This recipe will take you through the steps to grill a savory tri-tip steak with a bonus potato salad recipe. This tender cut is easy to prepare with simple ingredients: salt, pepper, garlic powder, and olive oil—no fancy marinade or spicy rub required.
The potato salad is also quite easy to make, just char some potatoes as you grill your tri-tip.
- 1 pkg ButcherBox Tri-Tip Roast
- 1 Tbsp kosher salt
- 1 Tbsp black pepper
- 1 Tbsp garlic powder
- 2 Tbsp olive oil
- 3 med Yukon gold potatoes sliced to ½ thick inch slices
- 3 tsp kosher salt
- 3 tsp black pepper
- 3 Tbsp olive oil
- 3 ea scallion stalks chopped
- 3 Tbsp sherry vinegar substitutions: red wine vinegar or balsamic vinegar
- Set up a grill with one chimneys worth of charcoal off to the side.
- Season tri-tip with oil, salt, pepper and garlic powder.
- Add some wood chips to the charcoal.
- Once wood is smoking, move wood chips to far side of grill and place tri-tip above the smoking chips. Turn tri-tip every 10 minutes or so.
- Mix potatoes with 1 tsp olive oil, 1 tsp kosher salt, and 1 tsp black pepper
- Place potatoes on hot side of grill and grill for 10-15 minutes, flipping every 2-3 minutes, or until potatoes are softened.
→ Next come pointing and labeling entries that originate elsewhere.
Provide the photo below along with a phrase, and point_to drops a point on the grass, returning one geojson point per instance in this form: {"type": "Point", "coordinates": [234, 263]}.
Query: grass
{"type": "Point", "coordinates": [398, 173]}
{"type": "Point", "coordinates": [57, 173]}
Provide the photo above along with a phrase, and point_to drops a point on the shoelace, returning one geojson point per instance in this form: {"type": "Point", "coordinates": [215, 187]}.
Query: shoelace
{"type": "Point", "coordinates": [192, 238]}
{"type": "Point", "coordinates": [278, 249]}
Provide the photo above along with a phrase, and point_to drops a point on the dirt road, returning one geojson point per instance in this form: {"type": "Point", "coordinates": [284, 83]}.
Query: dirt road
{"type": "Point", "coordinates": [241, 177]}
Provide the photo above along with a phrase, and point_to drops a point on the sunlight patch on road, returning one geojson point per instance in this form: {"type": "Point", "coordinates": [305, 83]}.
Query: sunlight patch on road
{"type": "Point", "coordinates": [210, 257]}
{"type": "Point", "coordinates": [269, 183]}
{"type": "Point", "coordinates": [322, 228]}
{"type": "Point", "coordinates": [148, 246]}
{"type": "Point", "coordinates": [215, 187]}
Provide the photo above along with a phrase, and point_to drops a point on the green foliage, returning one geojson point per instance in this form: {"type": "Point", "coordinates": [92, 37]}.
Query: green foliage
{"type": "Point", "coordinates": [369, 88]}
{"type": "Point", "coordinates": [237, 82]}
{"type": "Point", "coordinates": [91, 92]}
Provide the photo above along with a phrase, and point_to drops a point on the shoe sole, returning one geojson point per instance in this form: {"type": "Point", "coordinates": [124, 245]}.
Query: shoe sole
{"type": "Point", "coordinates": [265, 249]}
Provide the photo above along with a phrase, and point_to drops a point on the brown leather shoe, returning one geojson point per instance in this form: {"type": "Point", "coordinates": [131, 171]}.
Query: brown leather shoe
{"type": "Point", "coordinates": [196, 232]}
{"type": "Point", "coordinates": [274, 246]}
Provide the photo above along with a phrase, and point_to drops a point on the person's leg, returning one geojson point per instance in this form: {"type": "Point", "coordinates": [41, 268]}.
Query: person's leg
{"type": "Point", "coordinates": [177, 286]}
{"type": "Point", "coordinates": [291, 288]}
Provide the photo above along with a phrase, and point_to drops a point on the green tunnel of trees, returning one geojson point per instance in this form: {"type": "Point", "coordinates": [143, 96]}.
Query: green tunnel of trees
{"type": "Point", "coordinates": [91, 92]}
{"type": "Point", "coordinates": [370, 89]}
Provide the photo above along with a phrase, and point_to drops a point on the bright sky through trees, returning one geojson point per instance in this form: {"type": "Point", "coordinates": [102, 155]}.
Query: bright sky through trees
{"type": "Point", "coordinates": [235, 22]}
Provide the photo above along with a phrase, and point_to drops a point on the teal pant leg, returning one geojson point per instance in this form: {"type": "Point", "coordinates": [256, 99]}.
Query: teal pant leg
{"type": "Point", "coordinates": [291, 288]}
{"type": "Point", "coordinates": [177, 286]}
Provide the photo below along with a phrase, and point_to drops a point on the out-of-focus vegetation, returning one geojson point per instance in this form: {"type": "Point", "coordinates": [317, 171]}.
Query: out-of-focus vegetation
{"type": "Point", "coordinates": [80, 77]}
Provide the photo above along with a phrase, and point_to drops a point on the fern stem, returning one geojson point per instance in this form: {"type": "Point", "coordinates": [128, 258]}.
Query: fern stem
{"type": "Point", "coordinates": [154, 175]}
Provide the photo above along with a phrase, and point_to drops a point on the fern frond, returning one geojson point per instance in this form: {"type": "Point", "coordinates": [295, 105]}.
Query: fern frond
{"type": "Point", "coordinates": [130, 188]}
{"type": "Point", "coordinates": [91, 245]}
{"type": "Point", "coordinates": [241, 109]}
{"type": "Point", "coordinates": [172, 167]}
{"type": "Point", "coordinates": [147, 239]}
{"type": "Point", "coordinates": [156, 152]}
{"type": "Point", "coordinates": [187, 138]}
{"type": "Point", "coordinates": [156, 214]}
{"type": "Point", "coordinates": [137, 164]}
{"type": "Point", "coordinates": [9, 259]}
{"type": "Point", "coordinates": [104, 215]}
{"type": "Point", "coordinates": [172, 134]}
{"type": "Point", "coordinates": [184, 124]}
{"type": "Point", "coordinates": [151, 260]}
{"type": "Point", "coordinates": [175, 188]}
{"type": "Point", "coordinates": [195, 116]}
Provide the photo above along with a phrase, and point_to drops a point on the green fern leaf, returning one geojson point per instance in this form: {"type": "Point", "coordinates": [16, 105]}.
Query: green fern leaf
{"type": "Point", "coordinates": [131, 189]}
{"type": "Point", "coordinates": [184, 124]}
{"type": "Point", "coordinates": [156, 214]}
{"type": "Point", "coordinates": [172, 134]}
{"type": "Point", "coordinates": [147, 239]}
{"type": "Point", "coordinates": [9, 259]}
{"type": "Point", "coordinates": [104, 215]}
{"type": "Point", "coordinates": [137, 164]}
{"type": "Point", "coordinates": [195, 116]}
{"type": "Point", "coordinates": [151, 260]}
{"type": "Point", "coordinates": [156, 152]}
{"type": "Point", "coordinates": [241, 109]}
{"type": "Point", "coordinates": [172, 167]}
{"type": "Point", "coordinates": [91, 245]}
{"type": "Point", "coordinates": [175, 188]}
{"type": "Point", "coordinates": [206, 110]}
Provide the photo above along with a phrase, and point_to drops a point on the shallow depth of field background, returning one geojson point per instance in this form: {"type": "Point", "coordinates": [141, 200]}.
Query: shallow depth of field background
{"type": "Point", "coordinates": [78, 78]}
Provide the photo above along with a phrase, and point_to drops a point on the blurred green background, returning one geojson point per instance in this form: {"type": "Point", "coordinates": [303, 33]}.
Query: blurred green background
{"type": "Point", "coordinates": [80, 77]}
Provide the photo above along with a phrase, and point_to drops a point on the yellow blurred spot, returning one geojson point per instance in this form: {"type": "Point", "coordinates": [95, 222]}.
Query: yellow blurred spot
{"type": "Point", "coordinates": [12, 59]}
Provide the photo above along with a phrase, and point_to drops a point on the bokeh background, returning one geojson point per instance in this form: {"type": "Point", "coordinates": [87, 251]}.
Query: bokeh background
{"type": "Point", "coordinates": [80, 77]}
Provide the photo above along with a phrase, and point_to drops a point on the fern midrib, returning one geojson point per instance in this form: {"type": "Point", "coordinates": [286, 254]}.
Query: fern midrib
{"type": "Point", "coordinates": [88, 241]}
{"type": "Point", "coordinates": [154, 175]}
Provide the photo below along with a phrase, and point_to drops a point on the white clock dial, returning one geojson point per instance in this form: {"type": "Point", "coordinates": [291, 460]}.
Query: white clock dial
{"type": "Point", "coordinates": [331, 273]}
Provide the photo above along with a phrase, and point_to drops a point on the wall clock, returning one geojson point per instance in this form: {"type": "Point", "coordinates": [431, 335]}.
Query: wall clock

- Remove potatoes from grill, add some more wood chips to charcoal and cover grill with vents open.
- Chop potatoes and mix with remaining ingredients.
- Once tri-tip reaches rare (115 f), sear over hot charcoal for 1-2 minutes per side.
- Let tri-tip rest for 10-15 minutes before slicing against the grain.